3 March 2018   Leave a comment

The McKinsey Global Institute has released a new report entitled “How will automation affect economies around the world?”  It is a transcript of a podcast, so one can read or listen to it.  There are three interviews, one on China, one on Europe, and one on India.  Overall, the report is consistent with how automation will be accompanied by job displacement, but there are some very creative and interesting ideas on how to address job losses and adding new skills to the current workforce.  For example, one possibility is to integrate job training into current jobs:

“Why not make sure that instead of working so many hours a week, ensure a portion of it—2 percent, 3 percent, 5 percent of that—is actually devoted for new learnings. And these learnings, if you do them right, will give you the rights basically to get points for your pension in the future. In this concept, instead of adjusting the number of hours to work, because there will likely be a bit less work in the future, you will still work. But you work for the future. Firms have an incentive to possibly even co-finance because firms are not bad guys. They’re not there to take people out. They want people that are good at doing their job and complementary with capital.
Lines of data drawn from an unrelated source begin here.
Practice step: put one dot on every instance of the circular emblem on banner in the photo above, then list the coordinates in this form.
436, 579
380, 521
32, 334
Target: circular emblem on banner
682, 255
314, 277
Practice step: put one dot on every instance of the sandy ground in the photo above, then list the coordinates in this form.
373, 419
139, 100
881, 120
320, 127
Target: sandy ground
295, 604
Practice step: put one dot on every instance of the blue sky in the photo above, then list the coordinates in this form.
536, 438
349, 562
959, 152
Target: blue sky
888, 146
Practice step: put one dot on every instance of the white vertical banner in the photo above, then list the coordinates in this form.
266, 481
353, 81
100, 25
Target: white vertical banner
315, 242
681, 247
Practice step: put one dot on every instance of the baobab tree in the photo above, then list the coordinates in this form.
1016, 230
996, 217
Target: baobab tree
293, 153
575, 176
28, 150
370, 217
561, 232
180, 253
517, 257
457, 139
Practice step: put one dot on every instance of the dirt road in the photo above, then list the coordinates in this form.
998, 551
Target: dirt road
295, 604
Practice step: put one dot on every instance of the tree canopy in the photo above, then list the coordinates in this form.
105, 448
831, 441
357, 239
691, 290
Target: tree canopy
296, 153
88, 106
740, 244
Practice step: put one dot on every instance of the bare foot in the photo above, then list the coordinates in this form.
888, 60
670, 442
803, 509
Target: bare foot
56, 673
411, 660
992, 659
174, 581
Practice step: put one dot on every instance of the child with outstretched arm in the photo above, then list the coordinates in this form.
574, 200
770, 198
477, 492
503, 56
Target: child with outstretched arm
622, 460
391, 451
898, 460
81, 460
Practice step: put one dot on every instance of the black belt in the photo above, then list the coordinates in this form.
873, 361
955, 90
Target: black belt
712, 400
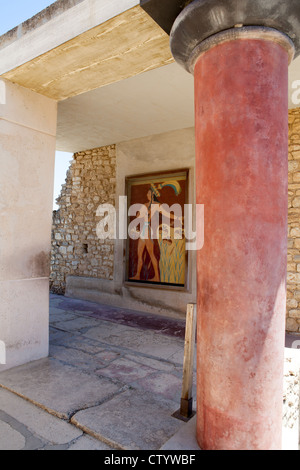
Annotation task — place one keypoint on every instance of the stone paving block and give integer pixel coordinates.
(153, 363)
(107, 356)
(76, 358)
(48, 427)
(125, 371)
(145, 342)
(132, 420)
(163, 384)
(57, 315)
(88, 443)
(10, 438)
(76, 324)
(77, 341)
(59, 388)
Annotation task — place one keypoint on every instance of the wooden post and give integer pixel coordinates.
(186, 405)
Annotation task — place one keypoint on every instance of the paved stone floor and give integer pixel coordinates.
(112, 381)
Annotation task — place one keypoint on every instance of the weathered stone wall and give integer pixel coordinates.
(91, 180)
(76, 249)
(293, 266)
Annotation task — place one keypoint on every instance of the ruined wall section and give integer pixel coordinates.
(293, 266)
(76, 249)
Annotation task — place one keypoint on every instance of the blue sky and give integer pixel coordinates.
(12, 13)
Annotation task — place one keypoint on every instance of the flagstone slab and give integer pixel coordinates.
(132, 420)
(56, 387)
(141, 341)
(46, 426)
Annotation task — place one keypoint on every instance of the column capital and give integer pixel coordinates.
(206, 23)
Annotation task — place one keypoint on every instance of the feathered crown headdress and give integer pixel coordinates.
(173, 184)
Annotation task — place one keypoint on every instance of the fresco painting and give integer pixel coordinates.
(156, 248)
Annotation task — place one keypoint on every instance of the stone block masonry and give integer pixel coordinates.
(91, 180)
(293, 260)
(76, 249)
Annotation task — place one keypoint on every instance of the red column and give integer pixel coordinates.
(241, 103)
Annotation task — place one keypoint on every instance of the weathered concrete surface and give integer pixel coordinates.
(27, 153)
(123, 46)
(132, 420)
(95, 368)
(149, 386)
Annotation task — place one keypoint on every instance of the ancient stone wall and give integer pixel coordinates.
(91, 180)
(76, 249)
(293, 266)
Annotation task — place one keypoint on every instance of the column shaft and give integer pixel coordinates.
(241, 91)
(27, 152)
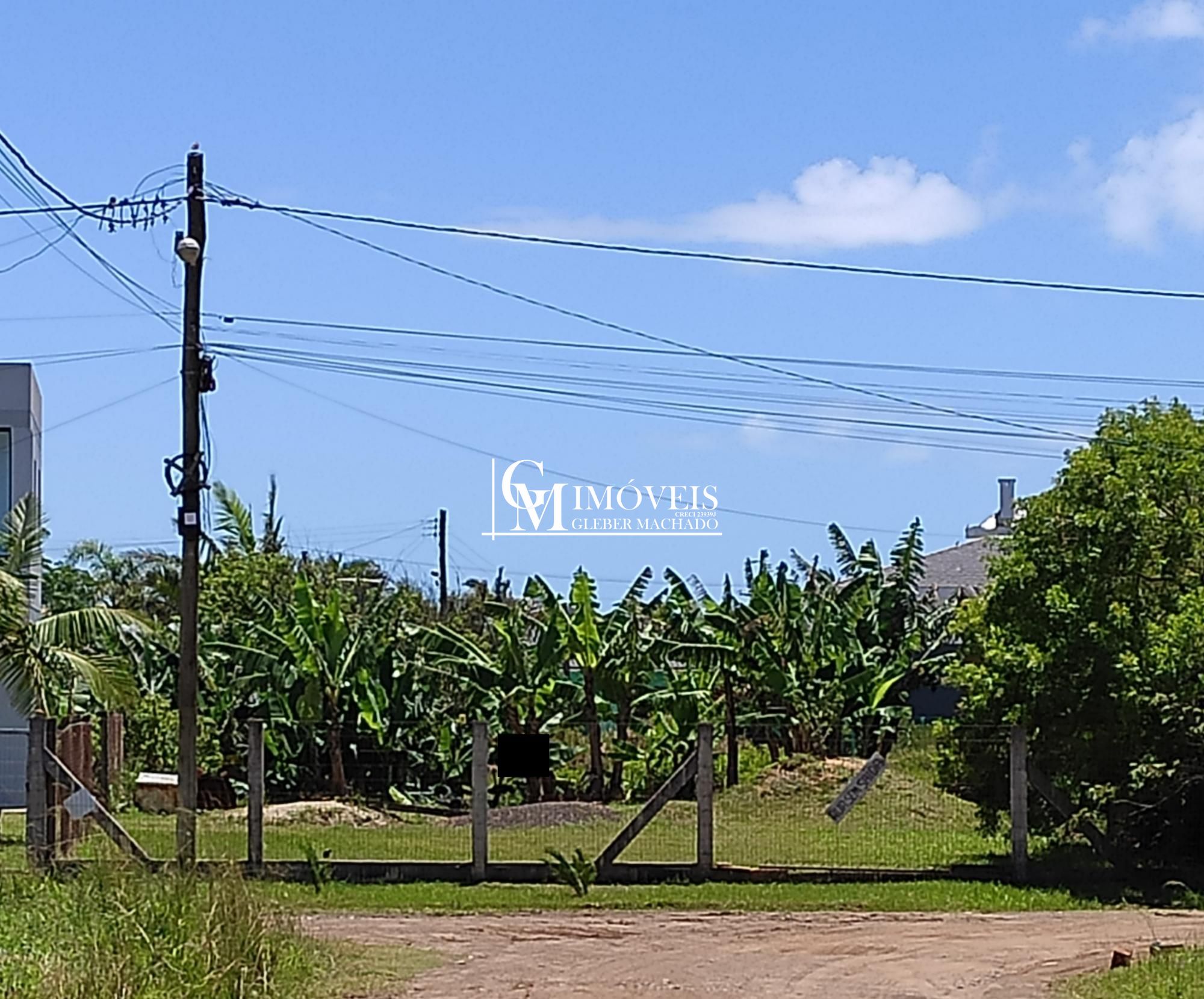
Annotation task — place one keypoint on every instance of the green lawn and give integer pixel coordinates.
(777, 819)
(917, 897)
(1176, 976)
And for them, they need these skills, and these skills come from job trainings most of the time.”

The description of the Chinese response to automation is particularly interesting given the large population and the rate of economic change in China.  The Chinese seem to have thought long and hard about how to deal with unemployed workers.  McKinsey also has a report entitled “What can history teach us about technology and jobs?” and one entitled “How do we create meaningful work in an age of automation?
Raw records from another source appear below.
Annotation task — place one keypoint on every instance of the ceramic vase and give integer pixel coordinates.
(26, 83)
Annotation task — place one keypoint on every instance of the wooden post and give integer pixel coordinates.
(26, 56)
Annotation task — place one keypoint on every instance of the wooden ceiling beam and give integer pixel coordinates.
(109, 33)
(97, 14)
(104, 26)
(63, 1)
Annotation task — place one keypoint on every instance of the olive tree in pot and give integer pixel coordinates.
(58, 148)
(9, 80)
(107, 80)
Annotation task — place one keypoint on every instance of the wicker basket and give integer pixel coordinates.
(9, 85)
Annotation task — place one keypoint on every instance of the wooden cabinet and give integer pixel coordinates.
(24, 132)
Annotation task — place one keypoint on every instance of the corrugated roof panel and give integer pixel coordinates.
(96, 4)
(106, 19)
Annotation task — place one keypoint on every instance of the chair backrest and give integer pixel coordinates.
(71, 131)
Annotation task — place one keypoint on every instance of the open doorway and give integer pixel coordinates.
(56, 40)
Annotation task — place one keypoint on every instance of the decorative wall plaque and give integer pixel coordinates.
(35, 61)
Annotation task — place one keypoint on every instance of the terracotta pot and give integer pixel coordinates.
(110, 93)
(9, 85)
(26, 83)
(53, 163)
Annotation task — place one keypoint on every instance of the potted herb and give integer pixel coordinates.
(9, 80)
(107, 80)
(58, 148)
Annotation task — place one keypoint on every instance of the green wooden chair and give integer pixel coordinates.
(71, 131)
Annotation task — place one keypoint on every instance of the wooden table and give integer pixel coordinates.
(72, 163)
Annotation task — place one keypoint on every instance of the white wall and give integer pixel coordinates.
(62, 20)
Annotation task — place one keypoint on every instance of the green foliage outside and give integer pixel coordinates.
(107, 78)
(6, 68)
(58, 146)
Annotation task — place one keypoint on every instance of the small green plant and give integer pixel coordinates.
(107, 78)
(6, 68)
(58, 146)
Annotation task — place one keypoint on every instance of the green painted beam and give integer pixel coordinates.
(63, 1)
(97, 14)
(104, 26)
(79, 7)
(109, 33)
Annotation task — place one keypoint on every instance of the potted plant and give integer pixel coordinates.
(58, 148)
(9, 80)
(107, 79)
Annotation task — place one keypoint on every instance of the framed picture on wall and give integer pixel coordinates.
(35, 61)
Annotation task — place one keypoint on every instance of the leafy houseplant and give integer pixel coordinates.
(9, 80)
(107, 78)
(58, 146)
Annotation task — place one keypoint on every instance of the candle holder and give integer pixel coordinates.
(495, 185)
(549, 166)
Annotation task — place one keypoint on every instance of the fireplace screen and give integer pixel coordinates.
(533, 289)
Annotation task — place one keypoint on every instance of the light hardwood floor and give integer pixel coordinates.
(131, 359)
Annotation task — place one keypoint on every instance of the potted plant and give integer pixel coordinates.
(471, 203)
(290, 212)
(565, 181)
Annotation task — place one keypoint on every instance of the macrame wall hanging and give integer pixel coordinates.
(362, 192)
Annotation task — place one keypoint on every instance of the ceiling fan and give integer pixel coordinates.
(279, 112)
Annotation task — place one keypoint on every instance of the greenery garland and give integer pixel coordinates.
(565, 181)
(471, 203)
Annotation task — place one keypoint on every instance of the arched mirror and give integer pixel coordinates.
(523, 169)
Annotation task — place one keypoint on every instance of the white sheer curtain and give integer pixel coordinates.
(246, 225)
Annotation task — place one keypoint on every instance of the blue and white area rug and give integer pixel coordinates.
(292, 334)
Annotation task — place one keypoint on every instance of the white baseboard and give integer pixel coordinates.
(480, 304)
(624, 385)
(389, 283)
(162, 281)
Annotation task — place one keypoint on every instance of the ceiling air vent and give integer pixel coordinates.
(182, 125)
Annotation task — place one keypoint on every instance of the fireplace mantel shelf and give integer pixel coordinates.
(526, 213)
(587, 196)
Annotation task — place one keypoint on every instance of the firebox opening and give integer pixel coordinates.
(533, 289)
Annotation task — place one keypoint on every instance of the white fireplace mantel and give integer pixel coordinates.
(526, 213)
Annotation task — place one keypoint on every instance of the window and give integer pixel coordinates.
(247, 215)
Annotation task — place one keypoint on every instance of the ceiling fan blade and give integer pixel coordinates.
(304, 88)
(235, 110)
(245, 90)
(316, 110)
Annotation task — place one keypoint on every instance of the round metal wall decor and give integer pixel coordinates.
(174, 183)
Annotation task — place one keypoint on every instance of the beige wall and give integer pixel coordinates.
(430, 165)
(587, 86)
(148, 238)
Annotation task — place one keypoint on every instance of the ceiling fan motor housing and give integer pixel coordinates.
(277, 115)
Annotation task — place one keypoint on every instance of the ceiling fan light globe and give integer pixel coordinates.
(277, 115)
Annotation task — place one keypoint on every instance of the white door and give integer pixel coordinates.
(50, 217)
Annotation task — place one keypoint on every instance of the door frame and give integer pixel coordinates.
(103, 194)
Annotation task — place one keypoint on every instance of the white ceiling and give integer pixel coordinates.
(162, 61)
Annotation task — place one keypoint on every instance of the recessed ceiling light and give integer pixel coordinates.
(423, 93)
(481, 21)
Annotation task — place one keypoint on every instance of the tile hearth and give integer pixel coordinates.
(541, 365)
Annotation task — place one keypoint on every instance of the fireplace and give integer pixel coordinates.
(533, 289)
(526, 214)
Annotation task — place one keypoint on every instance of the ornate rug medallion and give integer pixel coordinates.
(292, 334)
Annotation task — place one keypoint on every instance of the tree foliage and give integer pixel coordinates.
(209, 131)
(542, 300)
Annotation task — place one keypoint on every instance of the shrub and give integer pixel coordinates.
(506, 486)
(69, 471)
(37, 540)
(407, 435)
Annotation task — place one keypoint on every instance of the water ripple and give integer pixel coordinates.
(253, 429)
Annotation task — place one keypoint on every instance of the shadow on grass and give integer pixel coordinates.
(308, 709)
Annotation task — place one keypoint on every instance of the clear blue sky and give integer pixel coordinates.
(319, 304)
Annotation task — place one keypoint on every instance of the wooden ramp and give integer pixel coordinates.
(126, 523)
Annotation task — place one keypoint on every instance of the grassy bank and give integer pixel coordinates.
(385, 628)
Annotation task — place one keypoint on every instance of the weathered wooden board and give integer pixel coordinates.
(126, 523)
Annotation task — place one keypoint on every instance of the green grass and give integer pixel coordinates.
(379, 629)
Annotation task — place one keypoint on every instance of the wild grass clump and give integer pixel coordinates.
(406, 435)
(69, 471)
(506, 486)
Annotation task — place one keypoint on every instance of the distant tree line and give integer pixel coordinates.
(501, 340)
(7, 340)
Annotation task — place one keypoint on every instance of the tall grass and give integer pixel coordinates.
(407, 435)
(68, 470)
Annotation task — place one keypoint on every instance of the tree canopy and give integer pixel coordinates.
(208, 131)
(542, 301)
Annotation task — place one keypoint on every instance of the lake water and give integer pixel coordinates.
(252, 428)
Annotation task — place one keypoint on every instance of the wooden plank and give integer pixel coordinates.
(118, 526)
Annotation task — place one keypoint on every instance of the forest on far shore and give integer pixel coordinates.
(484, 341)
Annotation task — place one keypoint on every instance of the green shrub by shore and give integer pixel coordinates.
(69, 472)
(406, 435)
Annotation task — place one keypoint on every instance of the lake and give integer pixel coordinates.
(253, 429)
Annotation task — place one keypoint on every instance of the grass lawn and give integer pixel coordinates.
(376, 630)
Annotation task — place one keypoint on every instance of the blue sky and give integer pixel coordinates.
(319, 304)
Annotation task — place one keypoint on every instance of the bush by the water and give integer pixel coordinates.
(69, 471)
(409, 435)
European Commission chief Jean-Claude Juncker has responded to US President Trump’s plan to raise tariffs on imports of steel and aluminum.  Speaking in Hamburg, Germany, Juncker said:
“So now we will also impose import tariffs. This is basically a stupid process, the fact that we have to do this. But we have to do it. We will now impose tariffs on motorcycles, Harley Davidson, on blue jeans, Levis, on Bourbon. We can also do stupid. We also have to be this stupid.”
In response, President Trump threatened in a tweet that if Europe does raise its tariffs on US products, then the US will reciprocate by placing a tariff on imported European cars.  The illogic of such a move is manifest in the nature of the European car industry in the US.  According to the Washington Post:
“His attack on European automakers is mostly a direct threat at Germany, which exported $23 billion in cars to the United States in 2016, according to data aggregated by the Massachusetts Institute of Technology. But large German automakers also have a sizable presence in the United States, with BMW employing thousands of workers in South Carolina and Volkswagen employing thousands more in Tennessee. Those manufacturers produce hundreds of thousands of cars in the United States each year, many of which are later exported to buyers in Asia and Europe.”
This is the logic of a trade war which will make most everyone worse off in the long run.
New York magazine has published a very disturbing story about foreign policy decision-making in the US.  Early in the Trump Administration, the US supported a Saudi-inspired boycott of Qatar ostensibly because Qatar supported terrorists.  The evidence was thin and even the US State Department was not supportive of the move.  The New York article indicates that President Trump’s son-in-law, Jared Kushner, had approached Qatar for a loan to help him make payments on a real estate holding that was losing a great deal of money.  Qatar refused to make the loan to Kushner who was a senior aide to President Trump.  There is no direct evidence between the Trump decision and the Qatari decision, but the possibility of private interests determining US foreign policy is unconscionable.